Ce n’est pas la première fois que l’on parle des "déserts médicaux". Ces dernières années, ces territoires où les patients doivent parcourir plus d’une dizaine de kilomètres avant de trouver un médecin généraliste, ou souffrir de délais indécents pour obtenir un rendez-vous médical chez un spécialiste, ont souvent fait la une de l’actualité.

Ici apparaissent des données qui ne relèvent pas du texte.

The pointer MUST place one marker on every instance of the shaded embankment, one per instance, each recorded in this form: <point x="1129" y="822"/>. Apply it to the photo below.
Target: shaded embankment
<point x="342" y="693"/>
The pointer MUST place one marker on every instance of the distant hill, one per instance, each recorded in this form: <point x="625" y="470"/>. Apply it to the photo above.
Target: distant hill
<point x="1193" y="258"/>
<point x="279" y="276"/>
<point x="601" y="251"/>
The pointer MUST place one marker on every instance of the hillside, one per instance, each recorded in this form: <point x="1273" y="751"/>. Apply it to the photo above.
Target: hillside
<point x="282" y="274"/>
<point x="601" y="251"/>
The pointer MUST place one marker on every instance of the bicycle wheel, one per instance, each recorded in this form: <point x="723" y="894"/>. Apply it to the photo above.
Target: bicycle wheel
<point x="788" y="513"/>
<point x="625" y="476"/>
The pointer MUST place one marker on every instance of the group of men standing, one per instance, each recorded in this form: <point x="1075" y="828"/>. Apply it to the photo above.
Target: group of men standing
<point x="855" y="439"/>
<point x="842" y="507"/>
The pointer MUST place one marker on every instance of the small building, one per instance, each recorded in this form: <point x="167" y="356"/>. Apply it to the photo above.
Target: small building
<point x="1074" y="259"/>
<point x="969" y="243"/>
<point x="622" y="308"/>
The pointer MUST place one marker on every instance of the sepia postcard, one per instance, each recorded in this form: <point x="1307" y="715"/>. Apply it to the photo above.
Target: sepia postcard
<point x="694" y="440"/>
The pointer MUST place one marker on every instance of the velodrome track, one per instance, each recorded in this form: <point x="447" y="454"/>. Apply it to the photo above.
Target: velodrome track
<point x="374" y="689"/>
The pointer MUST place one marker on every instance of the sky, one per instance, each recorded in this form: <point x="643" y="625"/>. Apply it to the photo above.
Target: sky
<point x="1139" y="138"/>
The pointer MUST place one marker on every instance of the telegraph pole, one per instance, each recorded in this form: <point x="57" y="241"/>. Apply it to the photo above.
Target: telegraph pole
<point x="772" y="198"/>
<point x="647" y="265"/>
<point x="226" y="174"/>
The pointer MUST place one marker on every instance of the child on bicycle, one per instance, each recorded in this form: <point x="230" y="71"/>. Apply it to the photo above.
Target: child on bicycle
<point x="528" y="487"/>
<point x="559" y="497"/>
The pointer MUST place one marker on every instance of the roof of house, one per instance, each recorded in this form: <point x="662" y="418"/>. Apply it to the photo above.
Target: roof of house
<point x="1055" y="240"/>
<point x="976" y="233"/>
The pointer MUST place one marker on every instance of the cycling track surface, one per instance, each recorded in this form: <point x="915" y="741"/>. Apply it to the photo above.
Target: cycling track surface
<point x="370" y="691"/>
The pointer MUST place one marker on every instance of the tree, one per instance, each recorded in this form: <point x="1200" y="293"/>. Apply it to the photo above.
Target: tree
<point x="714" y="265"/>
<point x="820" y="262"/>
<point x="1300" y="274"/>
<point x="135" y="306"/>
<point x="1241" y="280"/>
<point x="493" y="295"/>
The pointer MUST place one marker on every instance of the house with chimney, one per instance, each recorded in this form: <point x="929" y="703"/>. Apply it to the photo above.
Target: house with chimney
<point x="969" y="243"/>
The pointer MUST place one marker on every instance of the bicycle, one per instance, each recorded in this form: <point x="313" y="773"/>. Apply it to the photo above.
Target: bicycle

Dénoncés par les élus locaux et les populations promptes à se mobiliser pour défendre ici un hôpital de proximité ou une maternité, là se mettre en quatre pour attirer un jeune médecin, les déserts médicaux agacent tout autant le corps médical qui déteste cette appellation, lui préférant l’expression d’"inégalités territoriales" en santé, certes plus juste mais qui reflète moins les difficultés des zones rurales.
Ces dernières, en effet, se sentent oubliées et injustement traitées comme le montre la dernière enquête sur le sujet de l’Association des maires ruraux de France (AMRF), qui alerte tant sur d’importantes disparités géographiques que sur le manque criant de médecins dans certaines zones où vivent des populations isolées et de plus en plus âgées.
Le constat n’est pourtant pas nouveau et les gouvernements ont tous tenté d’y remédier en adoptant plusieurs lois ces quinze dernières années : de la loi Hôpital, patients, santé et territoires (HPST) de 2009, au Plan territorial d’accès aux soins de 2017 qui s’insère dans le Plan Ma Santé 2022, en passant par le Pacte Territoires-Santé de 2012… Des plans qui n’ont, d’évidence pas atteint leur objectif. "La fracture sanitaire continue de s’accroître entre les territoires. Les déserts médicaux concernent aujourd’hui une commune sur trois" s’alarme un rapport sénatorial publié fin janvier, qui souligne que "la situation française apparaît plus dégradée que dans d’autres pays de l’OCDE, avec une densité médicale dans les zones rurales françaises plus faible que la moyenne". "Les tentatives d’ajustement de la répartition des professionnels de santé, en particulier des médecins, se heurtent à de fortes oppositions et le principe de liberté d’installation est insuffisamment mis en regard du principe d’égal accès aux soins et de la notion d’intérêt général", tacle le Sénat.
Le Ségur de la Santé l’été dernier a promis de donner les commandes aux territoires pour apprécier au plus près du terrain leurs besoins en santé et préparer les décisions d’investissement. Reste à espérer que dans un secteur de la santé très centralisé et bousculé par l’épidémie de Covid, il ne s’agisse pas là d’un énième vœu pieux, car on ne peut plus attendre…
(Editorial publié dans La Dépêche du Midi du lundi 22 février 2021)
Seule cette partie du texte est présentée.